Я удивлялась: «Реакционеркой? Почему? Ведь в некотором смысле я гораздо менее реакционна, чем вы, так как выступаю против государственного капитализма. Иметь в хозяевах государство, значит, на мой взгляд, ограничивать, например, свободу трудящихся, поскольку у них нет права на забастовки».
Разумеется, я шутила, но мой собеседник был недоволен, Тем хуже. Продолжаю: «Ваши теории кажутся мне пройденным этапом. Маркс не смог предусмотреть развития рабочего движения, отсутствия в развитых капиталистических странах люмпен-пролетариата. А остальные, все эти Чернышевские и «люди шестидесятых годов» со своими обветшавшими идеями безнадежно устарели. Наука в ту пору была лишь детским лепетом. Пример тому — тогдашняя вера в материю…»
Включаясь в игру, он сопротивляется: «Известно, что такое материя, ее можно видеть, осязать, как например, этот стол, этот табурет…»
«Нет, нет, это лишь видимость, волны, по сэру Джеймсу Джину, распространяющаяся энергия… в конце концов, даже Эйнштейн и Бройль еще не знают точно, что такое материя…»
Я отдавала себе отчет в прискорбном дилетантизме собственных суждений и очень удивилась, что мои мысли задели собеседника. Он привык к массовой пропаганде и, подобно мне, оставался безоружным перед вопросами, превышающими наше понимание.
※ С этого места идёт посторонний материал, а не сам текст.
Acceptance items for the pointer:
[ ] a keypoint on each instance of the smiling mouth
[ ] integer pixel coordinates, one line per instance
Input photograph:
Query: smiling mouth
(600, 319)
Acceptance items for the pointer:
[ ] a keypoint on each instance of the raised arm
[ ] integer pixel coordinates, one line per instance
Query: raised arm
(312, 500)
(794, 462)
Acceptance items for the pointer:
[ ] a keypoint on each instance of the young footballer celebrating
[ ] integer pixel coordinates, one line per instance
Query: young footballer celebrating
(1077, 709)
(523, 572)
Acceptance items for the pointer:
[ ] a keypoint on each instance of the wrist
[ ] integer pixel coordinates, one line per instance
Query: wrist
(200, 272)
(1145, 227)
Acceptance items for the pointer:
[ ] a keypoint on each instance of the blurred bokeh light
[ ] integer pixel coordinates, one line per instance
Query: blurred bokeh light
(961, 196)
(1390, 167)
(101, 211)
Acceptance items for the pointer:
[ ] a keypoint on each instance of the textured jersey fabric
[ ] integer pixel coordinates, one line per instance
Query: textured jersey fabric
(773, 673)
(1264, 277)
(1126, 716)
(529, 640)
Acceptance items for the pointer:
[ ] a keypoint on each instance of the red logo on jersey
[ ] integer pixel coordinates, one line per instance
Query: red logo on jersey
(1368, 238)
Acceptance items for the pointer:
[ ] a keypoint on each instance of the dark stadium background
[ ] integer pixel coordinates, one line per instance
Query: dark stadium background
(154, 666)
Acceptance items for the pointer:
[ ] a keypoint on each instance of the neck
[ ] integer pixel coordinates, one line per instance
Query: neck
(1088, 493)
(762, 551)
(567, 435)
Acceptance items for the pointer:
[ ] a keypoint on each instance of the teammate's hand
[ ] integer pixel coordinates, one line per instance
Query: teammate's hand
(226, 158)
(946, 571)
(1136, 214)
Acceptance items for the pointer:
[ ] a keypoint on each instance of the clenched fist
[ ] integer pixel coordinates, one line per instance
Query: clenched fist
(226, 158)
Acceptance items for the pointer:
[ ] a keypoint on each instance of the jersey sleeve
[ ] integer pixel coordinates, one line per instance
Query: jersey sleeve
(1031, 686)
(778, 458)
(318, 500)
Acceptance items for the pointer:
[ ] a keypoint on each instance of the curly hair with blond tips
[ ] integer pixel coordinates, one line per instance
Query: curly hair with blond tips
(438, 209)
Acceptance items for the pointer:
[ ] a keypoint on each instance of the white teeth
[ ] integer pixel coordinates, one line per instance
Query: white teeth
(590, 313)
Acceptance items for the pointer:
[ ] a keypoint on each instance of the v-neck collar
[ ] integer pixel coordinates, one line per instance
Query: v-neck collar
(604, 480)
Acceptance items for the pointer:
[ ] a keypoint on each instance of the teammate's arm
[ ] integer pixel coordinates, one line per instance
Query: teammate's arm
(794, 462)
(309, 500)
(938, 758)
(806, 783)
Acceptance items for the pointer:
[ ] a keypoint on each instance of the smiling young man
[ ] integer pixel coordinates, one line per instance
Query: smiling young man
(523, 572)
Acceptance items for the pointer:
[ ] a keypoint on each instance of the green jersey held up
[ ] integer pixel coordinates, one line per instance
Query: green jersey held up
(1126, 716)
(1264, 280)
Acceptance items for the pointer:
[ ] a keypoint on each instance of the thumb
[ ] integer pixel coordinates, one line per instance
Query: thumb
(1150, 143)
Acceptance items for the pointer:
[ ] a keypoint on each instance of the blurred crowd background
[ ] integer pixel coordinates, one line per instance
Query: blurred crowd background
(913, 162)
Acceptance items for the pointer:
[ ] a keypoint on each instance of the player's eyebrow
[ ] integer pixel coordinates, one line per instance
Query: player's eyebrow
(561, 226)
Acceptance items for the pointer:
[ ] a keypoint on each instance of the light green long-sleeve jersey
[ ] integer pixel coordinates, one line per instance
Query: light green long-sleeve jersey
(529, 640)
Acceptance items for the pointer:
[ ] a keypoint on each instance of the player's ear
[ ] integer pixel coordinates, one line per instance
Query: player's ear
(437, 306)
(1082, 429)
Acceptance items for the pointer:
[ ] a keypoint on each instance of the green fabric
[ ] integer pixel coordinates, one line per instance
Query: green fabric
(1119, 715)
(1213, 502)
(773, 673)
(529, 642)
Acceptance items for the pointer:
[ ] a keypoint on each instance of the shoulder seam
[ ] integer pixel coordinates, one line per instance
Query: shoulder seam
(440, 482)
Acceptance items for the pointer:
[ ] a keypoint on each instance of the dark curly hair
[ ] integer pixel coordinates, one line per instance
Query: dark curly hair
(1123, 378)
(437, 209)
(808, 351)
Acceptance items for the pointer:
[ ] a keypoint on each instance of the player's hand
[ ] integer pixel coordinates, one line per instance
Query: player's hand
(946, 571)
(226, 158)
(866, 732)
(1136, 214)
Мы стояли перед стойкой бара. Советские журналисты, которые поначалу, казалось, следили за нашим разговором с известным интересом, потихоньку исчезли, словно не хотели присутствовать при споре, который заводил их шефа в тупик. Он тоже ушел, отказавшись от моего предложения присоединиться к приятелям, которые шли потанцевать в отель, где жили союзники.
«Спасибо, мы приехали сюда работать», — ответил он холодно.